Paul Lapham (left) and Arthur Blake (right) – the men from Citiq who created 27Boxes.

Melville’s unique new shipping container mall, 27Boxes, is not only a novel concept – it makes economic sense on many levels too. We spoke to the developers, Citiq, about their passion for container architecture.

When observers refer to container architecture as building with lego blocks, the joke is not too far from the truth. Arthur Blake, Managing Director of Citiq Property Developers and a professional engineer, says that when he was designing 27Boxes, he literally used wooden scale models of containers to create the design.

“Then I took photographs of the model and layout and gave it to the drafts’ people to put onto paper.

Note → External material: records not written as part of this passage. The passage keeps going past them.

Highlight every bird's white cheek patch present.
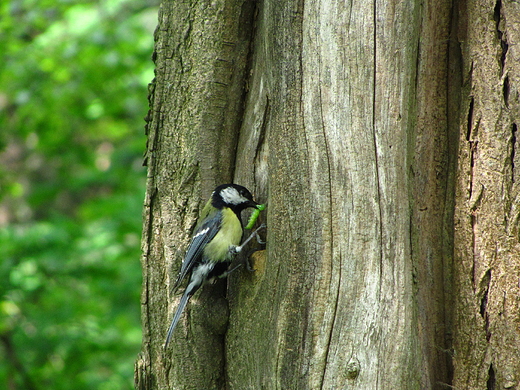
[220,187,248,205]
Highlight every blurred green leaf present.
[0,0,158,390]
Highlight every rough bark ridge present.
[135,0,254,389]
[453,0,520,390]
[230,1,452,390]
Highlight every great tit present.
[164,184,260,349]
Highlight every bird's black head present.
[211,184,258,214]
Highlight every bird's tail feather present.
[164,289,191,349]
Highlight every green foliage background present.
[0,0,158,390]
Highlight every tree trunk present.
[453,0,520,389]
[136,0,520,390]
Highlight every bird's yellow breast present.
[204,207,242,261]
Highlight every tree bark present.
[453,0,520,389]
[136,0,520,390]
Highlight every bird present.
[164,184,265,349]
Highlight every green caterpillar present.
[246,204,265,229]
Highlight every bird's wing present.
[174,210,222,289]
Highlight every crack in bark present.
[511,123,518,183]
[486,363,496,390]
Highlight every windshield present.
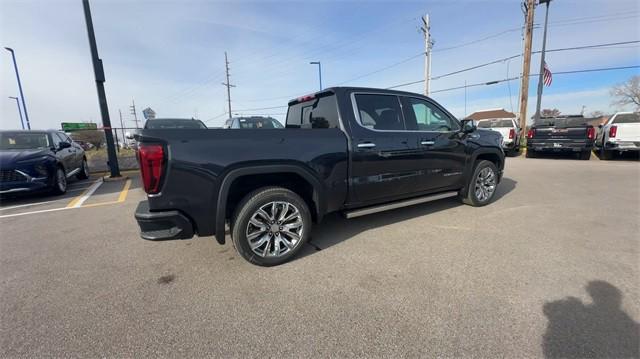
[0,132,49,150]
[613,113,640,123]
[535,117,588,127]
[478,120,513,128]
[144,120,207,130]
[238,118,283,128]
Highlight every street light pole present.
[9,96,24,130]
[82,0,120,177]
[5,47,31,130]
[309,61,322,91]
[535,0,551,121]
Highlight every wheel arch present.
[215,164,326,244]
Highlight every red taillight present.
[138,143,164,194]
[527,128,536,138]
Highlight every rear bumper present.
[527,139,593,152]
[135,201,194,241]
[604,141,640,152]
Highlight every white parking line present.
[67,180,104,208]
[0,198,68,211]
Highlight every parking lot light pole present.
[9,96,24,130]
[82,0,120,177]
[5,47,31,130]
[309,61,322,91]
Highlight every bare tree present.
[72,130,104,150]
[540,108,560,117]
[609,76,640,111]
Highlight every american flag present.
[542,61,553,87]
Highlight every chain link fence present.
[67,127,139,172]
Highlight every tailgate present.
[534,127,587,140]
[614,123,640,142]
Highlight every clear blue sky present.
[0,0,640,128]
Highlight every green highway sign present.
[62,122,98,132]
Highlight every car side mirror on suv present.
[58,141,71,150]
[461,118,478,133]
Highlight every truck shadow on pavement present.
[542,280,640,358]
[302,177,517,261]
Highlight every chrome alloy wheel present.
[474,167,496,202]
[246,201,304,257]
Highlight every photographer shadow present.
[542,281,640,358]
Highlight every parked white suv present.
[478,118,520,156]
[595,112,640,160]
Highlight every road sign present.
[142,107,156,120]
[62,122,98,132]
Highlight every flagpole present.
[534,0,551,121]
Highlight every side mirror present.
[462,119,478,133]
[58,141,71,150]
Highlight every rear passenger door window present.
[354,94,406,131]
[287,95,340,128]
[405,97,460,132]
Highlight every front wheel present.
[231,187,311,266]
[461,161,498,207]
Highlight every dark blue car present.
[0,131,89,195]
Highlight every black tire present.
[600,146,613,161]
[231,187,312,266]
[76,158,89,180]
[578,151,591,161]
[460,160,498,207]
[51,167,67,194]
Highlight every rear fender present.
[215,165,326,244]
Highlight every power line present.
[431,40,640,80]
[336,52,424,86]
[233,105,289,112]
[432,65,640,93]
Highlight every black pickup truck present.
[527,116,596,160]
[135,88,504,266]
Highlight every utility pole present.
[118,109,128,146]
[420,14,433,96]
[535,0,551,120]
[129,99,140,128]
[222,51,235,118]
[520,0,536,143]
[9,96,24,130]
[82,0,120,177]
[4,47,31,130]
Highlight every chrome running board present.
[344,191,458,218]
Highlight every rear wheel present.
[231,187,311,266]
[461,160,498,207]
[52,167,67,194]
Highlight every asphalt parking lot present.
[0,158,640,357]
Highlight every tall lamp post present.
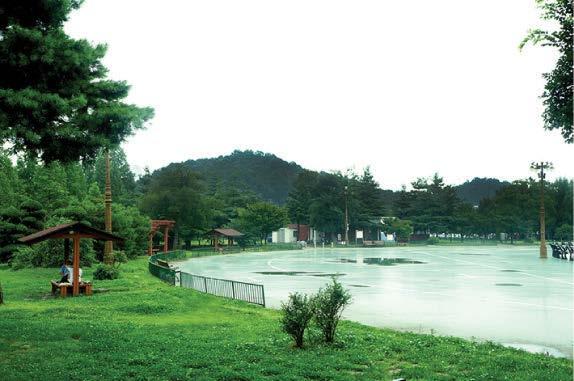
[530,161,554,258]
[345,185,349,245]
[104,149,114,264]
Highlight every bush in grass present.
[281,292,313,348]
[313,277,351,343]
[94,264,120,280]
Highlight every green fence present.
[148,249,265,307]
[148,250,186,286]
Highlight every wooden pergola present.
[147,220,175,255]
[207,228,243,249]
[18,222,124,296]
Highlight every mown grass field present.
[0,258,572,381]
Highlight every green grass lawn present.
[0,258,572,381]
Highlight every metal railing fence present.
[148,250,265,307]
[179,271,265,307]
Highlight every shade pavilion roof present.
[18,221,124,245]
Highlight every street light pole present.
[530,161,554,258]
[345,185,349,245]
[104,148,114,264]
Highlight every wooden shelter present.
[147,220,175,255]
[207,228,243,249]
[18,222,124,296]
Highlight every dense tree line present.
[0,0,153,163]
[287,169,572,241]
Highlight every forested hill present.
[151,150,508,205]
[455,177,508,205]
[173,150,303,205]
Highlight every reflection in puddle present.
[339,258,426,266]
[255,271,314,275]
[255,271,347,277]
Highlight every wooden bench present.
[50,280,92,297]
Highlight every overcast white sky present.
[66,0,574,189]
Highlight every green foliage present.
[0,148,150,267]
[183,150,303,205]
[313,277,351,343]
[520,0,574,143]
[0,0,153,162]
[94,263,120,280]
[0,258,572,381]
[554,224,572,241]
[85,148,140,206]
[383,218,413,242]
[281,292,314,348]
[140,164,211,239]
[455,177,510,205]
[234,202,288,240]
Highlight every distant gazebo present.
[18,221,124,296]
[207,228,243,249]
[147,220,175,255]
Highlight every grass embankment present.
[0,258,572,381]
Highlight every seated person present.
[59,262,70,283]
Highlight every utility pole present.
[530,161,554,258]
[104,148,114,265]
[345,185,349,245]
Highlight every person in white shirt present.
[68,267,83,283]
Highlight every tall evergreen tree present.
[0,0,153,162]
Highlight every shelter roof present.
[18,221,124,245]
[151,220,175,229]
[209,229,243,237]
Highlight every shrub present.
[94,264,120,280]
[313,277,351,343]
[281,292,313,348]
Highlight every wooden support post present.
[64,238,70,265]
[104,149,114,265]
[72,236,80,296]
[163,226,169,253]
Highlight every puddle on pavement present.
[255,271,315,276]
[255,271,347,277]
[338,258,426,266]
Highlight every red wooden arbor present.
[147,220,175,255]
[19,222,124,296]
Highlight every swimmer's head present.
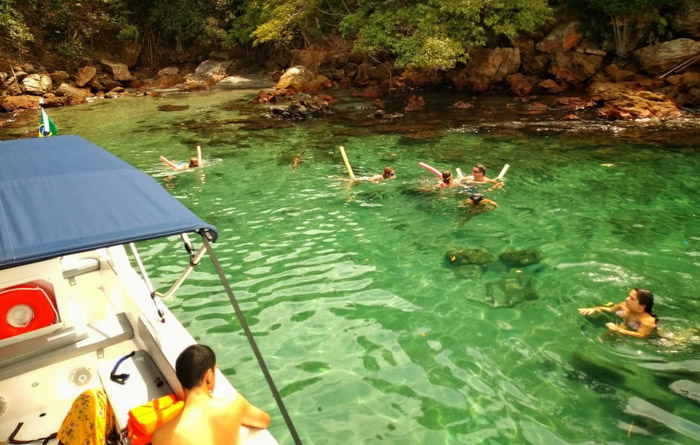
[634,287,658,318]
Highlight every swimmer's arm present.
[578,303,622,315]
[605,322,655,338]
[487,178,503,192]
[236,394,270,428]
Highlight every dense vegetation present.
[0,0,688,69]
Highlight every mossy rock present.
[498,249,540,267]
[445,249,493,266]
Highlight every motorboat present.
[0,136,286,444]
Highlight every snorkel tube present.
[494,164,510,180]
[159,156,180,170]
[418,162,442,180]
[340,145,355,179]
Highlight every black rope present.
[202,234,301,445]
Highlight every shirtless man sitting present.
[152,345,270,445]
[459,164,503,192]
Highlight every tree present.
[572,0,679,59]
[341,0,551,69]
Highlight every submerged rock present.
[498,249,540,267]
[484,275,538,307]
[445,249,493,266]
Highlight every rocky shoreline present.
[0,17,700,124]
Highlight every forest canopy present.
[0,0,700,69]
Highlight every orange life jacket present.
[126,394,185,445]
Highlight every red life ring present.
[0,284,58,340]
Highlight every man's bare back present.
[152,345,270,445]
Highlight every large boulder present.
[449,48,520,92]
[588,83,681,120]
[549,52,603,84]
[50,71,70,85]
[535,21,583,53]
[122,42,142,68]
[194,59,233,82]
[270,93,331,120]
[673,0,700,38]
[22,74,53,96]
[100,59,132,81]
[275,65,316,91]
[76,65,97,88]
[56,83,90,104]
[634,39,700,74]
[0,94,39,111]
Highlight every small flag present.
[39,107,58,138]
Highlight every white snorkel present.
[494,164,510,180]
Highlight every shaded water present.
[0,91,700,444]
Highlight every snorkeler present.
[440,170,455,188]
[160,145,202,170]
[464,193,498,210]
[352,166,396,184]
[578,288,658,338]
[459,164,503,192]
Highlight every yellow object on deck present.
[127,394,185,445]
[57,388,114,445]
[340,145,355,179]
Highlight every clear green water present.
[0,91,700,444]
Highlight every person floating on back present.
[351,167,396,184]
[152,345,270,445]
[440,170,454,188]
[464,193,498,210]
[459,164,503,192]
[578,288,658,338]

It affords me the opportunity to work the flow and movement out on a small scale. I can move any module in any direction to create more or less space. And because the container is a standard size, I do not have to create a new unit every time I move or enlarge an area,” he said.

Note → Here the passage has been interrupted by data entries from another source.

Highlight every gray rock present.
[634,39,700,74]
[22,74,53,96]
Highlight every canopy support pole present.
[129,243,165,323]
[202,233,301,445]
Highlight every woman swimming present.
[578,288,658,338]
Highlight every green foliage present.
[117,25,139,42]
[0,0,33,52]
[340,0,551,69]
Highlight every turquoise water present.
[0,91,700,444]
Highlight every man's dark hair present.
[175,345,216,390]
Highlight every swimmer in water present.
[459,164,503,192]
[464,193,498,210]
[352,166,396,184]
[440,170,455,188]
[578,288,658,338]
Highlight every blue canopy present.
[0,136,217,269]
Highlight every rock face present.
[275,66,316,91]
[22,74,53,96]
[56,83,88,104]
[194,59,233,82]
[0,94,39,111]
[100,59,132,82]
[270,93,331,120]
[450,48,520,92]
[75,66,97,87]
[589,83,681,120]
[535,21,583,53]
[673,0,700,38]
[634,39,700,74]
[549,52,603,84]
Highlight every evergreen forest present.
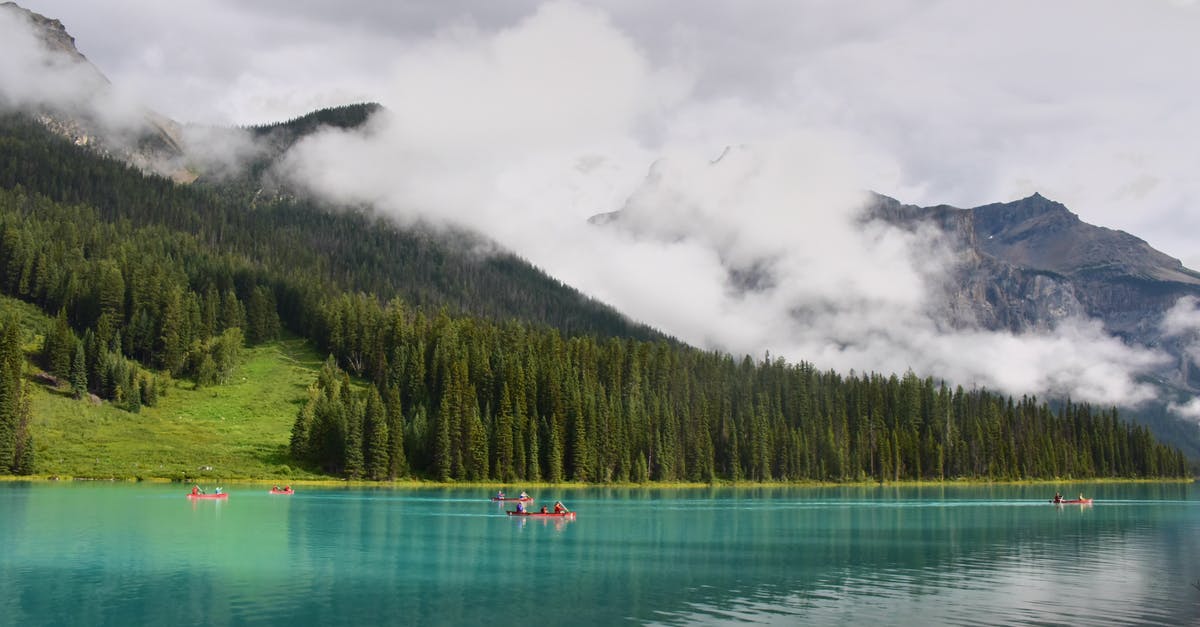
[0,108,1188,483]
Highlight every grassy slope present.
[19,309,320,482]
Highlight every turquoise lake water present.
[0,483,1200,627]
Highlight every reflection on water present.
[0,484,1200,626]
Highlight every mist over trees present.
[0,108,1187,483]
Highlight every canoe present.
[506,509,575,520]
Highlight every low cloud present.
[274,4,1163,404]
[0,0,1200,404]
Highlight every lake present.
[0,483,1200,627]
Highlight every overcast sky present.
[7,0,1200,414]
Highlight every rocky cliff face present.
[866,189,1200,392]
[0,2,194,181]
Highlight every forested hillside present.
[0,109,1187,482]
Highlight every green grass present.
[29,339,328,482]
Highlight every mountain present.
[0,3,1187,483]
[866,193,1200,379]
[0,2,194,181]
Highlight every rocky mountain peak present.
[0,2,86,61]
[0,1,194,181]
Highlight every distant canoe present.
[187,492,229,500]
[508,509,575,520]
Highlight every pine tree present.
[384,387,408,479]
[71,340,88,400]
[362,386,389,480]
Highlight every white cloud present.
[272,4,1160,402]
[0,0,1200,402]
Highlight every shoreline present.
[0,474,1198,490]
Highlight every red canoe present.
[187,492,229,498]
[506,509,575,520]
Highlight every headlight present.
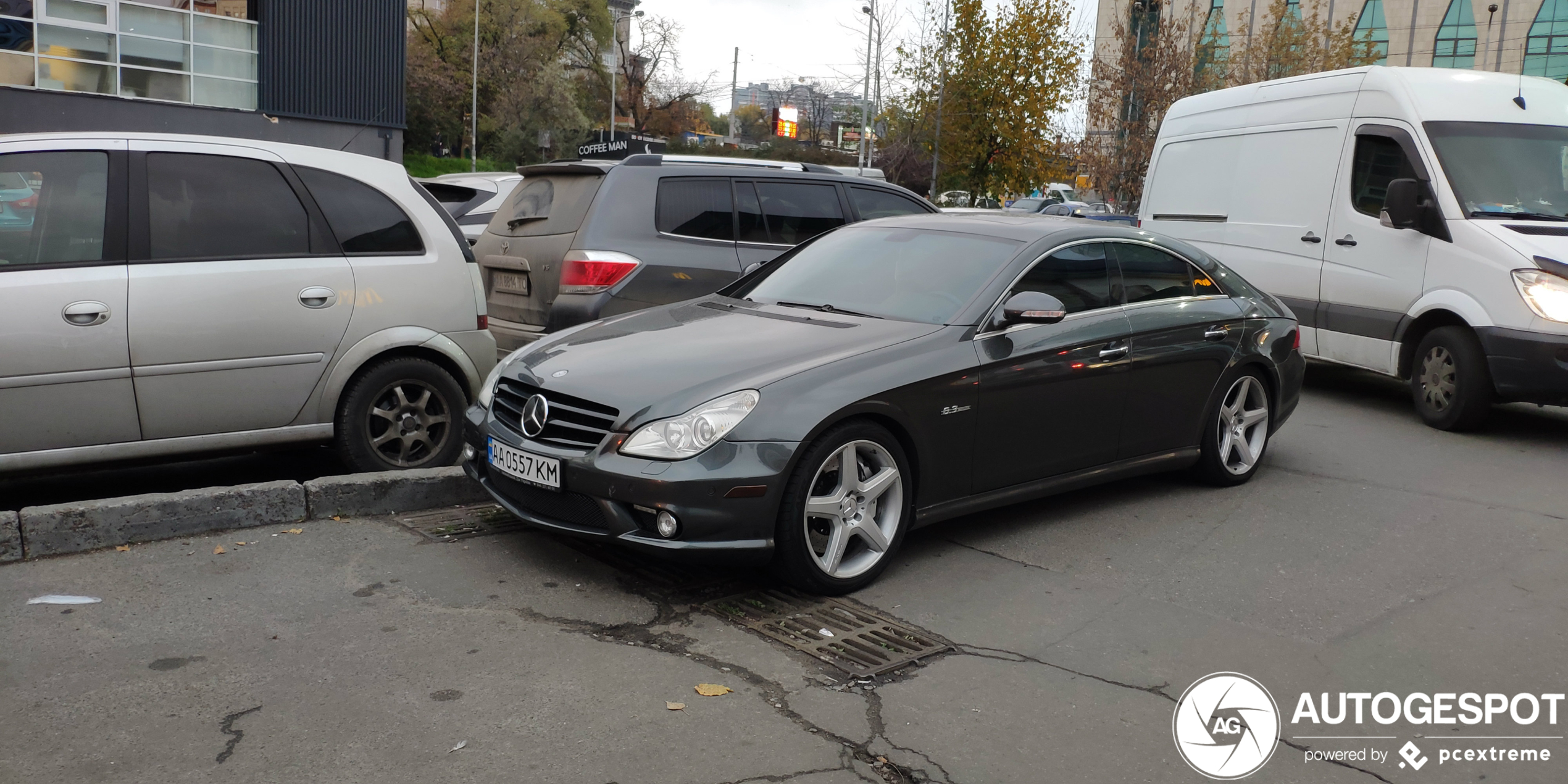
[621,389,762,459]
[1513,270,1568,323]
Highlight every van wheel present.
[334,357,465,472]
[1409,326,1493,430]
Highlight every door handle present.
[60,299,108,326]
[299,285,337,309]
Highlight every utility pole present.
[927,0,953,196]
[728,47,740,144]
[469,0,480,171]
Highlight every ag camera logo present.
[1171,673,1280,779]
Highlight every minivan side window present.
[1350,136,1416,218]
[654,179,735,241]
[295,166,425,256]
[0,151,108,270]
[148,152,311,259]
[1110,243,1222,304]
[757,182,848,244]
[850,186,927,221]
[1010,243,1121,314]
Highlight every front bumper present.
[462,406,798,564]
[1475,326,1568,406]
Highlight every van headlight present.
[1513,270,1568,323]
[621,389,762,459]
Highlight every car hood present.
[502,296,943,430]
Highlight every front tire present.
[1409,326,1493,430]
[1193,370,1272,486]
[334,356,465,472]
[773,422,914,596]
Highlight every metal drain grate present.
[703,590,953,677]
[397,503,528,541]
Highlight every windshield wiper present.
[1469,210,1568,221]
[773,301,881,319]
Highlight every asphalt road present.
[0,367,1568,784]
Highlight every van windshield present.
[1425,122,1568,220]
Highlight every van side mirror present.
[1002,291,1068,325]
[1378,179,1420,229]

27 Boxes is not Citiq’s first container development. CEO Paul Lapham says their first shipping container building built in 2012 was a small apartment block in Randburg – 61Countesses – which was rented out within two days of completion.

“From there we built Mill Junction, a student residence in Newtown, using a mix of shipping containers and the existing grain silos, followed by more student accommodation in Brixton.” When it came to the Melville mall, Blake says the location called for an unusual building concept and not traditional bricks and mortar.

“When I see people taking pictures of 27Boxes, I ask myself: Would people have taken pictures of a normal brick and mortar building? I wanted to create something that would fit in better with the Melville vibe as well as be something people could enjoy as unique to our village.”

The concept also makes economic sense on a few levels: Blake says that building with containers takes two thirds of the building time compared to conventional building and the costs are 80% of bricks and mortar.

There are also various green aspects: Container building involves the upcycling of an existing product, no new bricks are used, less cement is used, less human resources and energy are used and the shorter construction time means less fuel is used to service the project.

Another plus for Blake, is the truly unique design process: “The trick is to look at the container not as a container but as a building module. A very convenient module that can be placed in any way you require, it can be cut to size and it can be extended as required. The sides can be cut out to give a wider space and by spacing containers apart from each other the void that is created between them becomes instant space for halls and meeting rooms with areas and volumes much bigger than the container.

There are challenges too: “Container building is new in this country and no skills existed on the scale at which we are building. Blake says that new working methods and engineering solutions constantly have to be developed. Building with a fixed volume in each module requires a different approach and the inevitable crane work in limited space can also be a problem.”

Containers come in 12m and 6m lengths, says Blake. There are other special lengths but they are not common. He only uses the 12m containers because he can cut them to any size he needs. The 12m container is also more cost effective per m2.

Blake says that container architecture can be just as strong as it needs to be: “Any structure is made as strong as the engineer requires it to be for its purpose.”

“Containers are stacked nine-high on ships. Each 12m container’s own weight is 4000kg and it can be loaded with 25 000kg. If you work that out: Nine levels of about 30 000kg and the container at the bottom carries all that weight. If stacked incorrectly it would immediately collapse.”

From the end-user’s point of view, container architecture also makes economic sense: “We supply small, effective space that is much more affordable in the case of retail. In the case of residential space, we have always been able to give a lot more to the end-user by the savings we make on the building cost. So the end-user gets more for their money.”

He believes that South Africa holds endless potential for container architecture: “In a small way, container architecture could help speed up giving homes and spaces for people to live, in a country where we need housing fast.”